For the most recent year of data available, 13% of the roughly 200,000 students with disabilities missed 36 or more days during the 2015-’16 school year. That’s about 26,000 students who were absent at least one out of every five school days.
An even higher percentage of those students who were classified with emotional disturbances — 38%, or 4,800 of the 26,000 — missed nearly two months of school that year, according to the Research Alliance for New York City Schools.
“The negative consequences of missing school are well documented for general education students — and are especially detrimental to students with special needs,” the report says.
‘Disenchanted with School’
Dawn Yuster, director of Advocates for Children’s School Justice Project, called the data “alarming” but “not surprising” because of a shortage of mental health and emotional supports for students in schools.
She accused the Department of Education of not prioritizing services, pointing out that there are more NYPD school safety agents — about 5,500 — than psychologists, guidance counselors and social workers in the public schools, according to elected officials.

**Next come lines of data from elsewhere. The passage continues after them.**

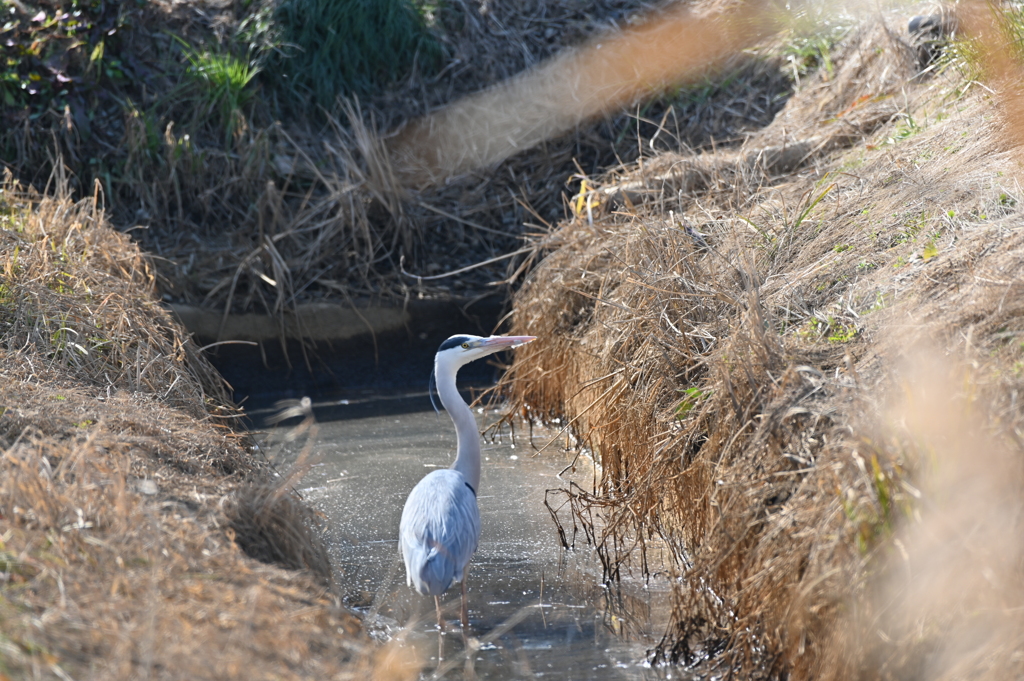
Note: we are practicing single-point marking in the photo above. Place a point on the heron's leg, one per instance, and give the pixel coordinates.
(440, 620)
(465, 607)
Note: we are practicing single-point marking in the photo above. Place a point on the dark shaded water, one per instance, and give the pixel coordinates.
(536, 610)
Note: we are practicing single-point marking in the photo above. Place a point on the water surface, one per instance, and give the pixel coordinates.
(536, 609)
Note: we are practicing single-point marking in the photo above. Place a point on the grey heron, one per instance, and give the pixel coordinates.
(440, 523)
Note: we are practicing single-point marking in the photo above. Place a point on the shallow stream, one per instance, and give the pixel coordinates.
(536, 609)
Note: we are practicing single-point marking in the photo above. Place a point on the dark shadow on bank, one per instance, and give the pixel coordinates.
(360, 376)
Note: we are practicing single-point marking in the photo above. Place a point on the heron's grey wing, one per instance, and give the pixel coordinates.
(439, 530)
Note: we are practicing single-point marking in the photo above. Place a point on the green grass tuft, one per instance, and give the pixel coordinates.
(341, 47)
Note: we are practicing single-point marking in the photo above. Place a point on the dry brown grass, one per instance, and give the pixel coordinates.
(122, 490)
(740, 397)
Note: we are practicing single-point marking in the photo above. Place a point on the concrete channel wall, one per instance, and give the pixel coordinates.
(339, 352)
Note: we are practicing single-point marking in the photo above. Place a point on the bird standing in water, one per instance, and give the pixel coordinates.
(440, 524)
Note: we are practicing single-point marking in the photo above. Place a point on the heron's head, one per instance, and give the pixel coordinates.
(462, 349)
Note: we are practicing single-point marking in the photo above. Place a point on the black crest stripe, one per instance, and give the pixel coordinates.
(455, 341)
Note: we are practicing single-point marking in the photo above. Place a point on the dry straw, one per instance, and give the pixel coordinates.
(724, 348)
(122, 491)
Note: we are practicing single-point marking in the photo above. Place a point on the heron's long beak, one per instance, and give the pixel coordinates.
(499, 342)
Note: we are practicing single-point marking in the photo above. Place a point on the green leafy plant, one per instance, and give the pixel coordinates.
(224, 85)
(331, 47)
(691, 397)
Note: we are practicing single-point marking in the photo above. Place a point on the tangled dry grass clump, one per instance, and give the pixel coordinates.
(736, 340)
(292, 208)
(125, 497)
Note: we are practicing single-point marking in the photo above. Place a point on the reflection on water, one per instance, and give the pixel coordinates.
(536, 610)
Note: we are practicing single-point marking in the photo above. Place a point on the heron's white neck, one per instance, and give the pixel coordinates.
(467, 460)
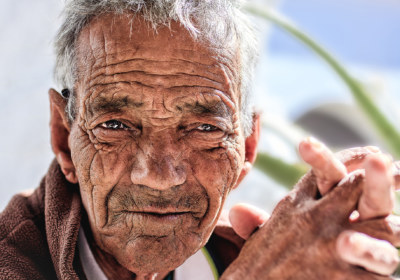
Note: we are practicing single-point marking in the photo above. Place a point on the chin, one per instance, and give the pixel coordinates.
(154, 254)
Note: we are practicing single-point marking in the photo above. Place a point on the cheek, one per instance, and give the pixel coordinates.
(99, 168)
(217, 171)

There are 1,100,000 students in NYC schools.— Mark Treyger (@MarkTreyger718) March 20, 2019
Yet our schools only have:
1,335 Social Workers
2,958 Guidance Counselors
560 School Psychologists
We have more School Safety Agents (5,500) than Guidance Counselors, Social Workers, and School Psychologists combined.
“We see this in our case work all the time where sadly students have [educational plans] that show they’re not receiving evidence-based academic and social-emotional supports, and they end up getting totally disenchanted with school,” said Yuster. “Some of them have anxiety and don’t go to school because they’re not doing well academically.”
The findings come on the heels of last week’s release by the State Education Department of test scores for kids in grades 3 to 8, which showed slight gains for students with disabilities — but a huge gap with their general education peers.
In math, 17.5% of students with disabilities scored at grade level in 2019 compared to 53.4% of general ed kids.
In English, the gap was even bigger, with 16.1% of students with disabilities scoring proficiently in 2019, compared with 56.2% of general ed students.
Students Fare Better in Integrated Classes
A prior study from NYU’s Steinhardt Institute for Education and Social Policy found that special education students who spend more time in classrooms together with their general education peers tend to attend school more than students placed in special ed-only classes.
The authors of that 2017 study theorized that these students feel a stronger sense of inclusion and belonging, which made them less likely to skip school.
“In large urban systems, like NYC, where schools educate hundreds of thousands of students each year, feeling and being included might be especially salient for those with unique needs,” the report found.
The report by the Research Alliance also looked at a host of other trends among special education students in the city’s 1.1 million-student public schools system.
Among the other findings, based on the 2015-’16 data:
• Black and Latino students are overrepresented in special education programs compared to overall enrollment numbers.
• Boys outnumber girls with special needs by two to one.
• Asian and white students are diagnosed with autism at higher rates than their black and Latino peers.
• Black students are more than twice as likely as other students to have special needs categorized as “emotional disturbance.”
DOE officials said they’re adding 85 licensed clinical social workers in the coming school year as part of an effort to bolster direct mental health services for students.
“Students need to be in school to learn, and we’re focused on developing safe and supportive school environments that engage our students and families every day,” agency spokesperson Danielle Filson told THE CITY on Tuesday. “We’ve brought our attendance office under the Office of Community Schools, which has a proven track record of reducing chronic absenteeism.”